Gustavo entreabriu os lábios.
Nunca tinha visto tanta expressividade em toda a sua carreira como diretor e produtor.
Baixou o olhar rapidamente para a ficha dela.
Como aquela atriz nunca estivera em uma grande produção?
Ergueu o rosto, voltando a analisar sua performance.
Tudo bem, ainda havia pontos crus, que precisavam ser moldados e aperfeiçoados.
Mas, que ainda assim, eram vivos.
E silenciosamente intensos.
Como a femme fatale Verônica Cesarini.
Algo que mais nenhuma das outras candidatas, nem mesmo Suzana Oliveira, possuía.
Quando ela terminou a pequena atuação, Gustavo ficou em pé e soltou o ar que não percebeu que estava prendendo.
Os olhares curiosos da equipe se voltaram para ele.
Merda.
Quis xingar a si mesmo pela própria atitude.
Ele não era um homem impulsivo ou expansivo.
Por que estava tão fora de si?
Mantendo o semblante o mais profissional possível para disfarçar os próprios gestos, fitou Alice.
— Obrigado pela participação — foi tudo o que sua voz rouca, quase ofegante, conseguiu dizer.

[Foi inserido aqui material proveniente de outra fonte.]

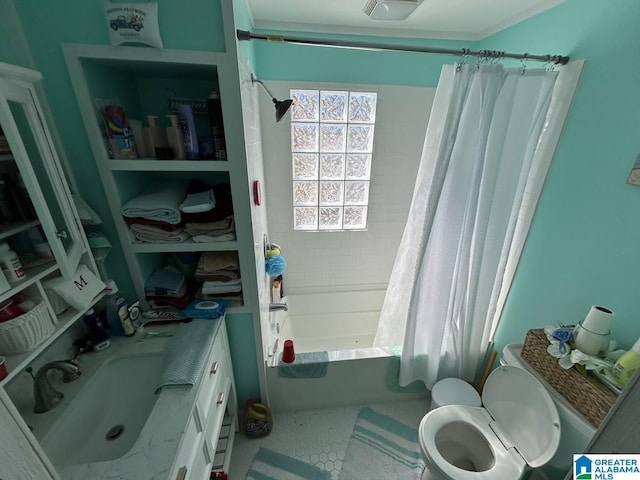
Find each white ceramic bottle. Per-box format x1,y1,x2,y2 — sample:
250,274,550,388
0,242,27,283
167,115,187,160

— Eu que agradeço pela oportunidade.
E, com um sorriso gentil, Alice se despediu da equipe e deixou o set.
Ele ficou parado, em pé, até ela desaparecer completamente de sua vista, deixando no ar apenas o rastro feminino e delicado de seu perfume.
— Gustavo? — Valentim o cotovelou de leve.
Agitando a cabeça, ele se voltou para o dono de estúdio.
— O que foi?
— Podemos continuar com os testes? Posso mandar a próxima garota entrar?